Doy fe de que con los años vamos recordando con más frecuencia a los que nos dejaron. Y ciertamente, desde que cumplí los cincuenta, me acuden recuerdos de la infancia que van calando como la lluvia fina y son el pijama que envuelve mi piel antes del sueño.
Hay una persona a la que añoro especialmente, Kika, mi segunda madre. Estuvo trabajando en casa hasta que se jubiló cuando yo tenía doce años. Para mi hermano mellizo y para mí, su marcha fue el primer bofetón que nos asestó la vida anunciando el final de la infancia. A partir de la partida de mi compañera de habitación creo que me fui haciendo el insomne que ahora soy.
Son muchos los recuerdos que poblaron mi niñez junto a ella. Si cierro los ojos puedo oír con claridad meridiana la voz radiofónica de Doña Francis acompañando sus tardes en la cocina mientras preparaba los bocadillos para la merienda. Recuerdo sus manos regordetas untando foie gras sobre el pan casi como si las pudiera tocar con las mías. No puedo disociar de mi infancia la maravillosa tarta de zanahoria que endulzaba las mañanas de los sábados. Era una receta sencilla con una base de caramelo sólido sobre la que se colocaban unos bollos suizos del día anterior humedecidos con un poco de leche y por encima, la mezcla de zanahoria, azúcar y coco rallado. Cuando evoco su sabor, mi boca segrega saliva esperando saciarse de infancia. El caramelo crujiente con el bizcocho jugoso era una explosión astral en mi paladar que me elevaba a lo más alto. A mis padres les hacía gracia ver cómo se me transformaba la cara. Junto a la tarta, dejaba dos piruletas del caramelo sobrante sobre la encimera de mármol para deleite y sorpresa nuestra.

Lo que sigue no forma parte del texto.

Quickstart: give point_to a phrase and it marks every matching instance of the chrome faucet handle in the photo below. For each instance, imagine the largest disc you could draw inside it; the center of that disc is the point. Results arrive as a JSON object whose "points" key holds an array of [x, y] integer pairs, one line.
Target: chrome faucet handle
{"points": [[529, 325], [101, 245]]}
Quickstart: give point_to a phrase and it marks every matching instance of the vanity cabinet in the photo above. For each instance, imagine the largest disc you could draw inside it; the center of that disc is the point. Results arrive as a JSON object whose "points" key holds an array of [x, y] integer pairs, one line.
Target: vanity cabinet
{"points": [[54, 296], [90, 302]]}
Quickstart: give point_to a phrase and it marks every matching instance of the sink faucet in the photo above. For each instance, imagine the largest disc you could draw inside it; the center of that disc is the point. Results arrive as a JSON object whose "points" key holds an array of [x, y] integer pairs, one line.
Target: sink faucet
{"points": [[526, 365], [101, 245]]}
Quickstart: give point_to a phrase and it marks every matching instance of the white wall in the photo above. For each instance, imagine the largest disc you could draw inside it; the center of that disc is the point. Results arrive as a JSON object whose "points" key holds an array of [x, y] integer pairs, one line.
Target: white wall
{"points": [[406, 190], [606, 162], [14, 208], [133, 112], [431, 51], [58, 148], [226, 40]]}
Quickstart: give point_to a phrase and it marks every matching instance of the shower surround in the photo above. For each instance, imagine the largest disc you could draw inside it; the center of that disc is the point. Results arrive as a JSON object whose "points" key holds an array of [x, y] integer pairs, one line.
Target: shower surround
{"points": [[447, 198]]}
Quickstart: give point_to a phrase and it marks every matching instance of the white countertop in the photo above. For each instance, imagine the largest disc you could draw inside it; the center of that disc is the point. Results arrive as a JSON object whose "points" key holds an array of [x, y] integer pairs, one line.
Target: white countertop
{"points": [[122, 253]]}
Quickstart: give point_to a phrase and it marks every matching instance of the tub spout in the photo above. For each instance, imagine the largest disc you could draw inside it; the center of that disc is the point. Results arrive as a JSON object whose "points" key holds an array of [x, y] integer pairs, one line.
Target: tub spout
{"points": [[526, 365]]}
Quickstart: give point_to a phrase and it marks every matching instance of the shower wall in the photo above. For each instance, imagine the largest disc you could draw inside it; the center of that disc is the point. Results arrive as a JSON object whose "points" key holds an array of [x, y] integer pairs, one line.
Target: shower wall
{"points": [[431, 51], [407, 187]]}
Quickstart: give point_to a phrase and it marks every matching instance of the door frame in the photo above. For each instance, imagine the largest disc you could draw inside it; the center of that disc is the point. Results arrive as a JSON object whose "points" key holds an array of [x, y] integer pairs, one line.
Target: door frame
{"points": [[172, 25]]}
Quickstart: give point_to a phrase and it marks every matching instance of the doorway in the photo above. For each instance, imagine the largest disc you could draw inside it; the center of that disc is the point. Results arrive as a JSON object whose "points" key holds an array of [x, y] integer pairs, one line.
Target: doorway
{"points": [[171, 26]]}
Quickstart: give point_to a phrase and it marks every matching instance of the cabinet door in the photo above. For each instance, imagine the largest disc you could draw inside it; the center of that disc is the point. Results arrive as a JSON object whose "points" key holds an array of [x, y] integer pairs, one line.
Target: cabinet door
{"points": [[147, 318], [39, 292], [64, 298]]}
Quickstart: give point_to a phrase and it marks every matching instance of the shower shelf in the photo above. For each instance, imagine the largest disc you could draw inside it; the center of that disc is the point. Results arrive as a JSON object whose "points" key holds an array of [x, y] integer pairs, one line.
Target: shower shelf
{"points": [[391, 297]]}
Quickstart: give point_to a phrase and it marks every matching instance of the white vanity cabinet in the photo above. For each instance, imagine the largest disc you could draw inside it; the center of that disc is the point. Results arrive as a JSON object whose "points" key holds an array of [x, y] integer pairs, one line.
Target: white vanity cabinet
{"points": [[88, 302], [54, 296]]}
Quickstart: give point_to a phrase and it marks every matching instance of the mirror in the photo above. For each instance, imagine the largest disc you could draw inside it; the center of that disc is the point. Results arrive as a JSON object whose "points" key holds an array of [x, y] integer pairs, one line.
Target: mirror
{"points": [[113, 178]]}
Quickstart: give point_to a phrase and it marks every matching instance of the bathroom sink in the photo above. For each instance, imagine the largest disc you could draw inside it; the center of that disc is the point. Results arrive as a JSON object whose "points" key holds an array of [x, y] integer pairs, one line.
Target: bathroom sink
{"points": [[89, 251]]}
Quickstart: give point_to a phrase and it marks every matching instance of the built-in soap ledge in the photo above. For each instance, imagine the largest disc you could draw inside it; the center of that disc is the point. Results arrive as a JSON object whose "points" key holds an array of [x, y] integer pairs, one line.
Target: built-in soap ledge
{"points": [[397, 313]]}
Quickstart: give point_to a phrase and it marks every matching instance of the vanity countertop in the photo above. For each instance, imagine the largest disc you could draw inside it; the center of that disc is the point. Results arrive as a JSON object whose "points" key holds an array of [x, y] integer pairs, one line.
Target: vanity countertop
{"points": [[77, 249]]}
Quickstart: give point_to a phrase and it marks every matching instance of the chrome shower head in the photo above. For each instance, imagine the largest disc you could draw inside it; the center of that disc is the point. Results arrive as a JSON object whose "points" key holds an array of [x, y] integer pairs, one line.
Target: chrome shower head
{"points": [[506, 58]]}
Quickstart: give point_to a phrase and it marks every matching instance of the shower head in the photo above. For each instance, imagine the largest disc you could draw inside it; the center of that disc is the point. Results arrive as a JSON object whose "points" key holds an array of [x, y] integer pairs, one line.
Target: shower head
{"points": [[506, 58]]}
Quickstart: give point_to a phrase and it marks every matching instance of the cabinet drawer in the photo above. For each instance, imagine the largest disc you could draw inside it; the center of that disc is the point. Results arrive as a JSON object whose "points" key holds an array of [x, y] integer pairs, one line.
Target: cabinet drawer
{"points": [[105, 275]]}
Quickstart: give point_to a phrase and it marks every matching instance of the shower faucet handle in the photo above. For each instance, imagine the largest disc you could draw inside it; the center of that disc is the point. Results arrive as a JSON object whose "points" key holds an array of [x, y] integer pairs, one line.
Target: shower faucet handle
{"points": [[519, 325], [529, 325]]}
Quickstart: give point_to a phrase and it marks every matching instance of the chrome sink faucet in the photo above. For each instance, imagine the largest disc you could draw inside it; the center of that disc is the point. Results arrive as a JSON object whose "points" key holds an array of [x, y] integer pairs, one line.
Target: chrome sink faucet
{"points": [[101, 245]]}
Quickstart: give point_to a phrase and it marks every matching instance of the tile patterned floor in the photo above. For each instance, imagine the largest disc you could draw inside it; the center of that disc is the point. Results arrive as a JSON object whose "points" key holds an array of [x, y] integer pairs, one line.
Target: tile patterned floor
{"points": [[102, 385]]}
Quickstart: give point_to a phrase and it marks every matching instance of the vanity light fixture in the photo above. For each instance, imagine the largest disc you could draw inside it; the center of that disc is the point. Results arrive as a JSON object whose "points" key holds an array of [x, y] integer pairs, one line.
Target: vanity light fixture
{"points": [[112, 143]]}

El café de puchero recién hecho, el arroz con leche reposando en la nevera, las patatas viudas, el gazpacho con su inconfundible sabor a pan que nos bebíamos al subir a casa después de una divertida mañana en la piscina, la fragancia empalagosa de la laca fijando su pelo cuando se arreglaba para ocasiones especiales, como el día que celebramos nuestra Primera Comunión. Su mesilla de noche con la Virgen de la Ribera velando sus sueños, la dentadura postiza en un vaso de plástico, su reloj de pulsera con la esfera violeta. Fue una infancia de familia numerosa y fuego en el hornillo, del panadero llamando a la puerta, de remiendos en la ropa y los zapatos y muñecos sobre cajas de cartón viajando por un mundo imaginario. Un bodegón de elementos dispuestos en orden para sentirse seguro y soñar feliz.
A la edad de cien años, Kika apenas veía y se protegía con unas gafas de sol ahumadas. Sentado junto a ella, cogido de su mano, se quitó las lentes sonriendo para que nunca me olvidara de sus ojos y bien sabe Dios, que no me olvido y que muchas noches recurro a su mirada buscando consuelo, como cuando me abrazaba a ella reposando mi cabeza a la altura de su vientre mientras le decía: «quiero estar siempre contigo».